A drought or a flood might hit a community and hit the poorest of the poor in that community, maybe every seven years. What we see happening now is an increase in the intensity, frequency, and so there's less time to recover. And so if it's happening every year or every other year, a drought in one year, a flood in another, families, especially families with very little assets can't recover as quickly. The resilience is lower. So what we're seeing is the challenges we've been facing for say the last 60 years are going to be that much more complex and difficult with climate change.
Cynthia Awuor of CARE Internationa added her perspective, describing some of the tangible effects of climate change now manifesting in developing countries, in this case, Kenya:
With increased droughts, food production is being affected negatively, so there's repeated crop failures. And even at the moment as I speak drought has been occurring in Kenya and we have famine. We are experiencing famine at the moment that's affecting about 10 million people out of a population of about 38 million.
And the women that we work with in some of the regions are saying that they're feeling that the temperatures are becoming higher, so it's become hotter, and it becomes taxing on their bodies when they have to walk long distances to actually look for water because sometimes the search for water takes up to six hours a day.
Chan went on to add that those in high-income countries need to care and push their policy makers to address the issue:
What people here in the United States can do, I think it is important to watch as individuals our own carbon footprint. But I think it's really important as citizens of the United States to really put pressure on our policy makers cause they're not hearing it. Especially these days with the economic situation, my fear is that climate change will be put on the back burner.
It's a good 7 minute discussion definitely worth listening to HERE.
I did think, however, that while the typical NPR listener might be interested in the piece, a majority of the public wouldn't give a rip since the piece indirectly intimated that global warming wasn't having any significant impact on them. In short, nothing in the piece suggested global warming would affect people in the U.S.
The thing is, even popular media has occasionally reported the long-term effects global warming will have on mass migration, as those in the most affected areas are forced to leave their homelands. Looking ahead to 2050, a Reuters article notes:
The daunting prospect of mass population movements set off by climate change and environmental disasters poses an imminent new challenge that no one has yet figured out how to meet.

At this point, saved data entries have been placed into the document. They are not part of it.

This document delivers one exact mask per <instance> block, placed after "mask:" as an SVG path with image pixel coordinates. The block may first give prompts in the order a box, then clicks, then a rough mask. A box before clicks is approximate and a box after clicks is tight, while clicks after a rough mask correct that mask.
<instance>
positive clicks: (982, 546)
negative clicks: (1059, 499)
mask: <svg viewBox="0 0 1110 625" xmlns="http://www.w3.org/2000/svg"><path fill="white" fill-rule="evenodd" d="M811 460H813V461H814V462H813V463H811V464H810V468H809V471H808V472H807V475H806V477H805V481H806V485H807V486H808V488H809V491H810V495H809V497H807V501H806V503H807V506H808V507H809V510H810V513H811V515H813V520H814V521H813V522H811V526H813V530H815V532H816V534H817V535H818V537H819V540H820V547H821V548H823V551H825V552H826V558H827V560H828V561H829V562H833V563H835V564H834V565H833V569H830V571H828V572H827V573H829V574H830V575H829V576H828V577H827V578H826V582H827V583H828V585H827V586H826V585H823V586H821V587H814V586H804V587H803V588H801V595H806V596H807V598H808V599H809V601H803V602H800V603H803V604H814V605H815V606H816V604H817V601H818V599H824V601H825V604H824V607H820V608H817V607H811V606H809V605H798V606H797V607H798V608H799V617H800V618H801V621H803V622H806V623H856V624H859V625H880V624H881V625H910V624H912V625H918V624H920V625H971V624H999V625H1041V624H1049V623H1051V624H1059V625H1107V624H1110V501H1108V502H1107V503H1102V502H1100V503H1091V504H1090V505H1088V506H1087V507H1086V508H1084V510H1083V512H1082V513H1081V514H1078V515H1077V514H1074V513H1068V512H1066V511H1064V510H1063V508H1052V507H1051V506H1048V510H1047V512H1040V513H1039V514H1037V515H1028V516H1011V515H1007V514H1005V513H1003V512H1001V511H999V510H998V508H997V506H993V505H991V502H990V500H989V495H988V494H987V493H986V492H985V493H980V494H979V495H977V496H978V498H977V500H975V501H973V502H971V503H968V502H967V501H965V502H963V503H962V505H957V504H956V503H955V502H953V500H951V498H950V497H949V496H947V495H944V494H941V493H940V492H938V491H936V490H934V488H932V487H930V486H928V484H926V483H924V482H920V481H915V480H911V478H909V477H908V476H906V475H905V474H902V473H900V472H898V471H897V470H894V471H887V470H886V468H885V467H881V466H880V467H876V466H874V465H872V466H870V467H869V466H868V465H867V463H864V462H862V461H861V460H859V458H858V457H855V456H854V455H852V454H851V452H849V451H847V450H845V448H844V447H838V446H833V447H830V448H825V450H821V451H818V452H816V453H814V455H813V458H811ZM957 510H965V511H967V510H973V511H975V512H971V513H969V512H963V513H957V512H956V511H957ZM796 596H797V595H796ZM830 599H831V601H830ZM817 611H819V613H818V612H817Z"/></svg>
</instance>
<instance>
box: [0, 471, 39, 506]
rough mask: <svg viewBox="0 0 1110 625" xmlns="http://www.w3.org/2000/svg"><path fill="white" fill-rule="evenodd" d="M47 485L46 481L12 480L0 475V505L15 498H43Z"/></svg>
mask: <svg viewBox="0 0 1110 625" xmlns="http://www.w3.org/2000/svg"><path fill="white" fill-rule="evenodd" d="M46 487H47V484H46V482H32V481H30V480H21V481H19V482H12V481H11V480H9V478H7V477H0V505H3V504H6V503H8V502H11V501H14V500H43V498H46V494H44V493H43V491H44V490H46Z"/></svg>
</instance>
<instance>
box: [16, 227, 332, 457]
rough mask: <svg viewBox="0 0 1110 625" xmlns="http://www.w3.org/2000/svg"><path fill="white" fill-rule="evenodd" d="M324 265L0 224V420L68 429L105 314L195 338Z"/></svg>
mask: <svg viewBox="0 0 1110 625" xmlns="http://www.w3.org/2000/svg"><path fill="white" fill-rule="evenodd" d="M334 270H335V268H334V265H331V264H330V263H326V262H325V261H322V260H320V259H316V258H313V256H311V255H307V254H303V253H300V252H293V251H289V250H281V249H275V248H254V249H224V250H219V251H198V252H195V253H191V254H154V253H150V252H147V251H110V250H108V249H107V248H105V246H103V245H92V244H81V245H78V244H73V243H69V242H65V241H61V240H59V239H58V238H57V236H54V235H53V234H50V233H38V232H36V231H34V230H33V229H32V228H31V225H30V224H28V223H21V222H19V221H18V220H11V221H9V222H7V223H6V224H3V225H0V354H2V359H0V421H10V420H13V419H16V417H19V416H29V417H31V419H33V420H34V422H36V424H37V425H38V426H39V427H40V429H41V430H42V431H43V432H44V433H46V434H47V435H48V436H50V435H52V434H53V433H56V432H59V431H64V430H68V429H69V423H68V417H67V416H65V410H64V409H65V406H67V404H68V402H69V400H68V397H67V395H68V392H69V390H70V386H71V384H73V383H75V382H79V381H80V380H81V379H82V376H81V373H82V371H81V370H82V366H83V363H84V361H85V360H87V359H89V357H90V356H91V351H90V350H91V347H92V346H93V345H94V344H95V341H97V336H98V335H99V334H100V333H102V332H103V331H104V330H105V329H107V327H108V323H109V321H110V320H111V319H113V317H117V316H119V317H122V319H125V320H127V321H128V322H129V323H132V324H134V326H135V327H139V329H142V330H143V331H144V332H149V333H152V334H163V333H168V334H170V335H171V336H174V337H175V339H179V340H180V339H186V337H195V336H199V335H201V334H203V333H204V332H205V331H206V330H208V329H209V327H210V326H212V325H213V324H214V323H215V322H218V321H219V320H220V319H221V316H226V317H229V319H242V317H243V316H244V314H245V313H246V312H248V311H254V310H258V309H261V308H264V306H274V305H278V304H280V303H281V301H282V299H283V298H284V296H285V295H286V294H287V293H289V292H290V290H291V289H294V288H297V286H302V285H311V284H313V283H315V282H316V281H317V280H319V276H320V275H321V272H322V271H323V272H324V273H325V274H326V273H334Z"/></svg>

People displaced by global warming ... could dwarf the nearly 10 million refugees and almost 25 million internally displaced people already fleeing wars and oppression.
And not surprisingly, should mass migration inflate to unprecedented levels, in all likelihood xenophobic reactions will inflate accordingly.

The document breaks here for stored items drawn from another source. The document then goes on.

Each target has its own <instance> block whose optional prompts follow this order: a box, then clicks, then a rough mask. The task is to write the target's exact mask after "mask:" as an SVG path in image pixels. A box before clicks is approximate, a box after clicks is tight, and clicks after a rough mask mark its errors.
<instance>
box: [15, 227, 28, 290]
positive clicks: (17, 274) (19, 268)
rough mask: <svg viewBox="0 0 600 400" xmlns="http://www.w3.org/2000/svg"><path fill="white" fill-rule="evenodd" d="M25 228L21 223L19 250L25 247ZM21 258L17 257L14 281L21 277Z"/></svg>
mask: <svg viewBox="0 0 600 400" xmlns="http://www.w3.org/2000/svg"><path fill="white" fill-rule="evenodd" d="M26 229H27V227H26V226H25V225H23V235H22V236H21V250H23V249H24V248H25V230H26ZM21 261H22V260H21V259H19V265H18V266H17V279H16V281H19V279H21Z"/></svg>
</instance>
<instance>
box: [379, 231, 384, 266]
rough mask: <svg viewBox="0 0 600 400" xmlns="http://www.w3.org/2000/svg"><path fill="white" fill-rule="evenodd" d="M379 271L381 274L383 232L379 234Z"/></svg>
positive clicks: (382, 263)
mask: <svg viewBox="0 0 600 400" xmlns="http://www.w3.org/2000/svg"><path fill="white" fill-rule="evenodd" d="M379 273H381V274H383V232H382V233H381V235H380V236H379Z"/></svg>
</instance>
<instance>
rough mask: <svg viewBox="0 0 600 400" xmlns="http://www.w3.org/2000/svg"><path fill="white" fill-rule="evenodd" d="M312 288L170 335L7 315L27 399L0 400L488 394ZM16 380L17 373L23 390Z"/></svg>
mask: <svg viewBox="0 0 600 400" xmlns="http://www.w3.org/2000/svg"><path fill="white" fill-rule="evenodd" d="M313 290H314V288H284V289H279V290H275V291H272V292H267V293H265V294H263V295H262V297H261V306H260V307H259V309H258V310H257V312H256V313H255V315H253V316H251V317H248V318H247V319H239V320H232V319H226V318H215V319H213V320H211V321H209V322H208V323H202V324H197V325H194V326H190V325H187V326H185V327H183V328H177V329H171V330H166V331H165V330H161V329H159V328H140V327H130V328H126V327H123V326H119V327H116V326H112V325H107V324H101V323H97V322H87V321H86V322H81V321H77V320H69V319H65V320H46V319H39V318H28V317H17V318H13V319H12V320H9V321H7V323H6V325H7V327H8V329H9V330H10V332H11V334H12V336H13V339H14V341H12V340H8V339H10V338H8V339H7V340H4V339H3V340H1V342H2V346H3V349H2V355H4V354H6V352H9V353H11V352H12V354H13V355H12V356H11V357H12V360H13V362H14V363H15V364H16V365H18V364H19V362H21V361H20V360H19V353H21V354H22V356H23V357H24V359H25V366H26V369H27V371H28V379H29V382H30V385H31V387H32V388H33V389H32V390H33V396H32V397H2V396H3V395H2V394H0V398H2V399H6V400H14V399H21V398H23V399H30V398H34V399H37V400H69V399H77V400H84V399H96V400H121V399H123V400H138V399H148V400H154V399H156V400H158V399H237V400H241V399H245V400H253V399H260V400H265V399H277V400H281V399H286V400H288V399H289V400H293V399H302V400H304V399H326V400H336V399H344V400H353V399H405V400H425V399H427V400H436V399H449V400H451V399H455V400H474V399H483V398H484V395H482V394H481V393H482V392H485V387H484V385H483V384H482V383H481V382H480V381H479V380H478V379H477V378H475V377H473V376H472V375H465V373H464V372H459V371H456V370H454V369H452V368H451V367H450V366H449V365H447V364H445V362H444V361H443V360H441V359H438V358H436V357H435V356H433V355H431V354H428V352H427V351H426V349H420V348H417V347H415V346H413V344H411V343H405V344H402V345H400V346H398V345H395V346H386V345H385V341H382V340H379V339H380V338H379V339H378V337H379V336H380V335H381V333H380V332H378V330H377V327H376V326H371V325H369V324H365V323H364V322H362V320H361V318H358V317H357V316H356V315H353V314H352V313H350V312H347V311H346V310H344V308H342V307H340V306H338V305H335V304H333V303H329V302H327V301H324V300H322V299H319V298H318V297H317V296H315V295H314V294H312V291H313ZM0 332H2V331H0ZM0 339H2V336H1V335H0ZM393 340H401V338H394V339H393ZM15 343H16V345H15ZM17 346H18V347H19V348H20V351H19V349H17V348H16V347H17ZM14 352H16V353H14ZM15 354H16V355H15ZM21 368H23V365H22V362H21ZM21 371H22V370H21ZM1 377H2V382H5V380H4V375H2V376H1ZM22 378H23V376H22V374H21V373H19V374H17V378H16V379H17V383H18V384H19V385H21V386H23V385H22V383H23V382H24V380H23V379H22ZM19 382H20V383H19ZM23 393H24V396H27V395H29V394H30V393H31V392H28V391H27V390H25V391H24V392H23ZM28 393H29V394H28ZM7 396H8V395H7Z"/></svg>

Refugees may also feel the world has less room for them as they try to cross borders into countries where hostility to migrants of all sorts has grown, compared with the Cold War era when fugitives from communism won sympathy and asylum.
Of course this is not to suggest that we should get people to care about the earth by scaring them with the potential influx of immigration and refugees. However, we do need to wake up and realize that global warming will directly affect those in high-income countries as resources inevitably shrink.

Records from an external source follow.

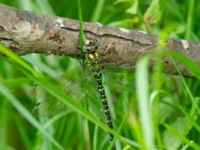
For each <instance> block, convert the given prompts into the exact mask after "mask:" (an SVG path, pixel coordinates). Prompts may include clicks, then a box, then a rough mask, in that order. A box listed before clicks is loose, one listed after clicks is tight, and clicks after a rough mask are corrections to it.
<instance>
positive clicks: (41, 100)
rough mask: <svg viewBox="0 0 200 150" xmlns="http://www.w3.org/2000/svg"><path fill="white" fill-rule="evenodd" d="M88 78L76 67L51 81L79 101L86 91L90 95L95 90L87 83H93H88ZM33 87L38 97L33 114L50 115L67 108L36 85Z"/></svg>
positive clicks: (66, 108) (44, 115) (64, 110)
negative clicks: (88, 93)
mask: <svg viewBox="0 0 200 150" xmlns="http://www.w3.org/2000/svg"><path fill="white" fill-rule="evenodd" d="M88 78H90V77H89V76H88V75H87V73H86V74H83V71H82V69H81V68H76V70H73V71H72V70H71V71H70V72H67V73H65V74H64V75H62V76H59V77H57V78H56V79H55V81H54V82H53V83H54V84H55V85H56V86H58V87H60V88H61V90H63V91H64V92H65V93H66V95H68V96H70V97H72V98H73V99H74V100H75V101H80V100H82V99H84V97H86V95H88V93H90V94H89V95H91V94H92V93H94V91H95V88H94V87H93V86H91V85H89V84H93V83H90V82H91V79H88ZM34 88H36V90H35V91H36V92H35V93H36V97H37V99H38V103H37V104H36V106H35V107H34V109H33V114H34V115H35V116H44V117H46V116H47V117H52V116H55V115H57V114H60V113H61V112H63V111H66V110H67V107H66V105H64V104H63V103H62V102H61V101H59V100H57V99H56V98H54V97H53V96H51V95H50V94H48V93H47V92H46V91H45V90H44V89H42V88H41V87H39V86H38V85H37V86H35V87H34ZM93 95H94V94H93Z"/></svg>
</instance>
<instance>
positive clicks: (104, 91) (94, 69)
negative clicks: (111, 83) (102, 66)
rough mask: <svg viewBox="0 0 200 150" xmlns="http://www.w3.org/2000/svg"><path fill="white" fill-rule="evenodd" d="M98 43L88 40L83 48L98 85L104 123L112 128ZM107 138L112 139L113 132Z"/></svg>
mask: <svg viewBox="0 0 200 150" xmlns="http://www.w3.org/2000/svg"><path fill="white" fill-rule="evenodd" d="M97 48H98V44H97V42H96V40H89V41H87V42H86V45H85V46H84V49H85V58H86V63H87V68H88V69H89V70H90V71H91V73H92V74H93V76H94V78H95V80H96V83H97V87H98V93H99V95H100V99H101V103H102V107H103V111H104V118H105V121H106V124H107V126H108V127H109V128H111V129H113V123H112V117H111V114H110V109H109V106H108V101H107V97H106V94H105V89H104V86H103V79H102V76H103V67H102V65H101V62H100V56H99V53H98V51H97ZM109 136H110V137H109V140H110V141H112V140H113V137H114V136H113V134H111V133H110V134H109Z"/></svg>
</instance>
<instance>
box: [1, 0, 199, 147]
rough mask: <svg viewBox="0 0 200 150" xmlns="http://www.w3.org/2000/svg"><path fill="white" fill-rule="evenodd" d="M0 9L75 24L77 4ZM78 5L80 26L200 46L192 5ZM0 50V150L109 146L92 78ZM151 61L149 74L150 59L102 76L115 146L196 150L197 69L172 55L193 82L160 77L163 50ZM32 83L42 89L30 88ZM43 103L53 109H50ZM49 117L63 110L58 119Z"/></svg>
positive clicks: (99, 4)
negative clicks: (56, 16)
mask: <svg viewBox="0 0 200 150" xmlns="http://www.w3.org/2000/svg"><path fill="white" fill-rule="evenodd" d="M0 2H1V3H5V4H7V5H10V6H13V7H17V8H19V9H23V10H29V11H32V12H37V13H46V14H50V15H57V16H62V17H66V18H73V19H78V10H77V9H78V8H77V2H76V1H71V0H60V1H59V2H58V1H54V0H49V1H48V0H18V1H13V0H0ZM81 3H82V10H83V20H84V21H88V22H100V23H102V24H104V25H108V26H114V27H124V28H129V29H135V30H142V31H146V32H150V33H153V34H157V35H158V36H159V37H160V39H161V41H162V40H164V39H166V38H167V37H175V38H183V39H187V40H192V41H199V37H200V31H199V30H198V29H199V28H200V23H199V22H200V16H199V14H200V3H199V1H197V0H190V1H181V0H168V1H159V0H143V1H140V0H109V1H108V0H107V1H106V0H84V1H82V2H81ZM0 48H1V50H2V51H3V53H6V54H7V55H8V56H9V57H10V58H9V59H8V58H3V57H2V58H1V59H0V60H1V61H0V149H2V150H12V149H19V150H23V149H24V150H25V149H26V150H32V149H35V150H40V149H43V150H51V149H80V150H81V149H94V150H95V149H98V150H99V149H107V148H111V146H110V143H108V142H107V133H108V129H107V128H106V126H105V124H104V123H103V122H102V121H99V119H101V120H103V116H102V111H101V109H100V107H101V105H100V102H99V99H98V96H97V94H96V93H95V85H94V83H93V81H92V80H91V78H90V77H86V76H85V75H82V74H81V75H80V70H79V69H78V67H77V66H78V62H77V61H76V60H74V59H72V58H69V57H67V56H45V55H42V54H31V55H27V56H23V57H21V58H19V57H17V56H15V55H14V54H12V53H10V52H9V50H7V49H6V48H4V47H3V46H1V47H0ZM153 55H155V56H157V58H158V60H157V63H156V64H155V67H154V68H153V71H152V72H151V73H149V72H148V71H147V66H148V58H149V56H146V57H144V58H142V59H141V60H139V62H138V64H137V66H136V69H133V70H132V71H130V70H126V69H119V68H115V67H113V68H109V69H107V70H106V71H105V84H106V93H107V94H108V97H109V102H110V103H109V105H110V106H111V113H112V116H113V120H114V126H115V129H116V130H115V134H117V136H118V139H117V141H116V147H117V149H148V150H150V149H161V150H162V149H163V150H165V149H168V150H173V149H181V150H185V149H187V150H189V149H197V150H198V149H200V134H199V133H200V125H199V123H200V117H199V113H200V111H199V105H200V103H199V100H200V92H199V88H200V82H199V81H198V79H199V78H200V73H199V72H200V68H199V67H198V66H197V65H196V64H193V63H192V62H191V61H190V60H188V59H187V58H185V57H183V56H181V55H180V54H176V53H172V54H171V58H172V62H174V67H176V64H175V61H174V60H176V61H180V62H181V63H183V64H184V65H185V66H186V68H188V70H189V71H191V72H192V73H193V74H194V76H195V77H196V78H193V79H191V78H184V77H182V76H181V74H179V75H178V76H175V75H167V74H164V73H162V71H163V70H164V68H163V67H162V63H161V62H162V61H161V60H162V57H163V55H165V53H164V52H163V48H162V45H161V46H160V47H159V51H158V53H155V54H153ZM22 59H23V60H22ZM26 62H28V63H29V64H31V66H29V65H28V66H27V63H26ZM72 68H76V69H72ZM59 75H64V76H65V78H61V82H59V84H58V85H57V86H54V85H55V82H54V81H53V82H52V78H55V77H58V76H59ZM44 76H45V77H44ZM48 78H49V79H48ZM63 79H64V80H63ZM35 83H37V84H39V85H40V86H34V85H35ZM82 83H83V84H82ZM85 83H87V84H86V86H84V85H85ZM44 89H45V90H44ZM61 89H62V90H64V92H62V90H61ZM45 91H48V93H51V95H53V97H52V96H49V95H47V93H46V92H45ZM86 95H87V96H86ZM55 97H56V99H55ZM40 101H42V102H43V103H41V104H42V105H41V106H42V107H41V109H39V110H40V111H41V114H44V116H40V117H38V116H35V115H34V113H33V109H34V108H36V107H35V105H36V104H37V103H38V102H40ZM48 101H52V102H53V105H54V106H56V107H54V109H52V108H50V105H49V104H48V103H47V102H48ZM55 101H57V102H58V104H57V105H55ZM51 106H52V105H51ZM57 106H60V107H59V109H58V107H57ZM62 106H63V107H62ZM64 106H66V107H64ZM55 110H57V111H58V112H60V111H62V110H65V111H62V113H56V111H55ZM47 113H48V114H47ZM94 123H95V124H94ZM112 144H113V143H112Z"/></svg>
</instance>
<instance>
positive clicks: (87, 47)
mask: <svg viewBox="0 0 200 150" xmlns="http://www.w3.org/2000/svg"><path fill="white" fill-rule="evenodd" d="M98 47H99V44H98V42H97V40H96V39H86V40H85V45H84V50H85V51H94V50H96V49H98Z"/></svg>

But that's 2050, a good forty years away. Maybe our kids or grand kids will have to worry about it, but not us. In the spirit of typical American individualism, it's a "them" problem for them to figure out. Not so according to the Global Trends 2025: A Transformed World report, published by the U.S. National Intelligence Council.
The report itself is quite lengthy, a good 100+ pages. However, it has important sections focusing on climate change and its varied ramifications. In Chapter 4, titled "Scarcity in the Midst of Penty?", the authors write of global warming's global impact:
Most displaced persons traditionally relocate within their home countries, but in the future many are likely to find their home countries have diminishing capabilities to accommodate them. Thus the number of migrants seeking to move from disadvantaged into relatively privileged countries is likely to increase. The largest inflows will mirror many current migratory patterns—from North Africa and Western Asia into Europe, Latin America into the US, and Southeast Asia into Australia. (p. 53).
And again, we're talking 2025, a mere 16 years from now. If our current global economic crisis is a problem, think about the sheer number of people who simply will not be able to live at a subsistence level, how that number will explode, and how it will increase mass dependence and competition. Furthermore, the report explicitly states that climate change can and often does stimulate war.
Climate change is unlikely to trigger interstate war, but it could lead to increasingly heated interstate recriminations and possibly to low-level armed conflicts. With water becoming more scarce in several regions, cooperation over changing water resources is likely to be increasingly difficult within and between states, straining regional relations. (p. 66).
Recall what served as the catalyst for ethnic genocide in the Sudanese region of Darfur back in 2003. While fundamental ethnic differences set the stage for divided groups who would soon be in major conflict, it was a loss of crops due to climate changes that sparked the conflict.
Either we get a handle on global warming now, or we see Darfur more frequently, with greater intensity, and closer to home before we know it.